Fitting with that theme, the driving model in NASCAR 2011 is what you make of it. There are a number of optional assists that you can enable, including ones that not even NASCAR drivers can benefit from, like ABS and traction control. Driver AI can also be tweaked, including the standard easy through hard options, as well as an adaptive level of AI that reacts on the fly to how well you're doing in a given race (which you can think of as a fancier version of rubber-banding). But no matter how simple or challenging you choose to make the driving model, there's one constant obstacle, and that's dealing with the pack.
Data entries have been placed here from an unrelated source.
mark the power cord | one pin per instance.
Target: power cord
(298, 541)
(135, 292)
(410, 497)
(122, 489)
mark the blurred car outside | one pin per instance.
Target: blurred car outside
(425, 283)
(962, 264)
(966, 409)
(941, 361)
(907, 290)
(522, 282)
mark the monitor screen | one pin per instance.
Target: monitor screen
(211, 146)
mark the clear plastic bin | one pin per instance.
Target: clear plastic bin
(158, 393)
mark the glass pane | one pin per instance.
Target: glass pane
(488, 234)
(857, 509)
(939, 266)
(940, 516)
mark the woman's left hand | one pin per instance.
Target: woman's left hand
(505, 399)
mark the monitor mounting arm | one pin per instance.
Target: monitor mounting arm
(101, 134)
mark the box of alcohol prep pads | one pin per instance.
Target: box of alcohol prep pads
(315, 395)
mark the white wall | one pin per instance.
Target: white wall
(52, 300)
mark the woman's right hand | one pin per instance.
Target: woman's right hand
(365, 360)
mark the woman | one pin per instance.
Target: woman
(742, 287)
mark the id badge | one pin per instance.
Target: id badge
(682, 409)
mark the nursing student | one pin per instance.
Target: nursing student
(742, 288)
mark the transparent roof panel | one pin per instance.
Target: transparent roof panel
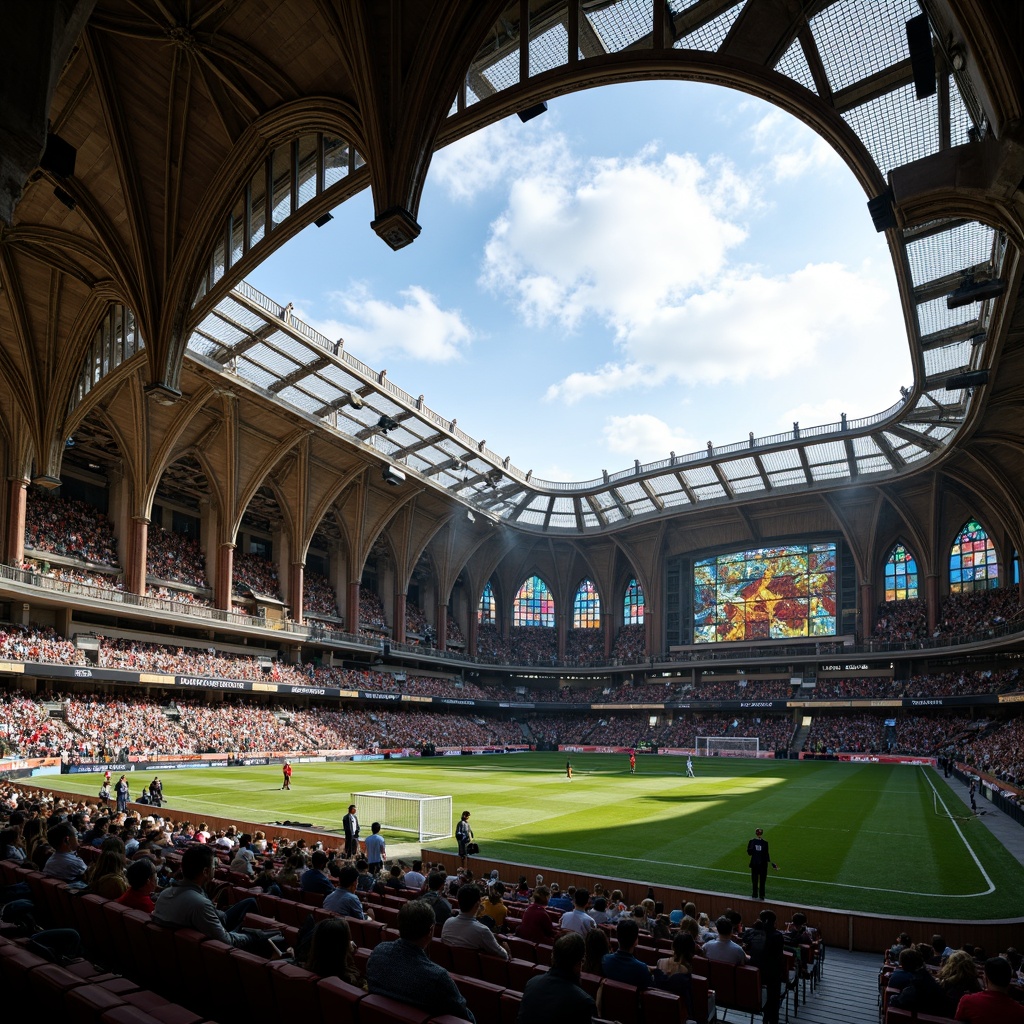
(879, 30)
The combined rigors and rewards of pack racing is what Eutechnyx is really banking on to separate NASCAR 2011 from other racing games on the market. There's the obvious strategy of knowing when to draft and when to slingshot past an opponent, but there's also knowing at what point you go from "rubbing is racing" to sheer reckless maniac. Having played through a few races, we can definitely say that being caught in the middle of a huge cluster of cars is a scary sensation, but when you can successfully navigate through them with minimal damage, it's a uniquely rewarding sensation. When you add a rival mechanic that encourages you to spite specific drivers and a damage model where anything can break off your car and remains on the track for the race, you can see how having 43 cars on a track can get pretty nutty.
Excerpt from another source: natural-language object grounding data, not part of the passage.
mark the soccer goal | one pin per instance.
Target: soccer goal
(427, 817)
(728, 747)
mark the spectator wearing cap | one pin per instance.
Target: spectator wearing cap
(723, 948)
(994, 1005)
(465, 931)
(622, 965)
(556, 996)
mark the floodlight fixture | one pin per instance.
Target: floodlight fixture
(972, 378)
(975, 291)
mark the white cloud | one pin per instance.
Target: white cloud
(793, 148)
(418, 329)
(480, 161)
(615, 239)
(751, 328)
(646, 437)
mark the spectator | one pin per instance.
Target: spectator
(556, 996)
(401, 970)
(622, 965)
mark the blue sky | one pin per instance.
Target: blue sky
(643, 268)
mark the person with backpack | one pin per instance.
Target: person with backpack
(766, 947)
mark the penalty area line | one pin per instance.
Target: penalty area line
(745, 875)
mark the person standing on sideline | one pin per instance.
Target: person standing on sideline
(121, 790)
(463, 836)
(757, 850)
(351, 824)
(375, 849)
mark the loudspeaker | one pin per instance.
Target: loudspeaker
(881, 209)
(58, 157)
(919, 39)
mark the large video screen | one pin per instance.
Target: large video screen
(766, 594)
Outside of the speedway, there are a number of additional features. You can tune your car in either basic or advanced modes. Basic offers a handful of sliders to adjust simple traits like handling on a less or more scale, but when you switch over to advanced tuning, it suddenly becomes a different beast entirely. You can adjust dozens of different aspects of your car, such as the brake bias, the camber and caster of your tires, and the aforementioned grill tape levels. It's a truly esoteric level of minutiae, but developer Eutechnyx wants to make sure that the gearheads out there aren't left out in the cold.

Each cockpit is based off photographs of its real-life counterpart.
Each cockpit is based off photographs of its real-life counterpart.
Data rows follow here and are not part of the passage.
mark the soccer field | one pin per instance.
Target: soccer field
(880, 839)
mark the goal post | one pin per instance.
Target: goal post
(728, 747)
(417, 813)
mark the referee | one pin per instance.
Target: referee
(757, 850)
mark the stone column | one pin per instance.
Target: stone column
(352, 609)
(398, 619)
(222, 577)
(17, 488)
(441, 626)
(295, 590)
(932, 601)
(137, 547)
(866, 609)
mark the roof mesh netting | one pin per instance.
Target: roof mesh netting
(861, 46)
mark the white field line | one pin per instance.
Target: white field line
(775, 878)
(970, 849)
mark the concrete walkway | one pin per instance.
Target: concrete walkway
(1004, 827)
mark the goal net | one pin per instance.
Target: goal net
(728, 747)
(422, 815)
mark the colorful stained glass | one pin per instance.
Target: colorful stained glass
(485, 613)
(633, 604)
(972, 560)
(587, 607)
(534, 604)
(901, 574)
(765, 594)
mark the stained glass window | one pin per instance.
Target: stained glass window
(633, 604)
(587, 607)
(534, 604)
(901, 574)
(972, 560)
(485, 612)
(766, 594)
A leveling system grants you new features and rewards like alternate paint schemes for your car, but there's also a paint job editor that allows you to create logos and liveries from scratch. This allows you to make your car as flashy and commercialized or simple and subdued as you like. We didn't get a chance to see this particular feature in motion, but judging by the level of nitty-gritty details in the car tuning mode, we can only assume you're given a large number of options to paint your car.

Then, of course, there's the career mode, which takes the form of the Sprint Cup Series. But the most interesting part of the career mode is what's not in there--at least not yet. In the box, you'll find the cars and tracks from the 2010 season, but shortly after the game's release, you'll be able to download a free patch to update the game for the changes to the 2011 game. This includes racing on the new speedway in Kentucky and using the newly modified nose designs for the upcoming season. You'll be able to pick up NASCAR 2011on February 15.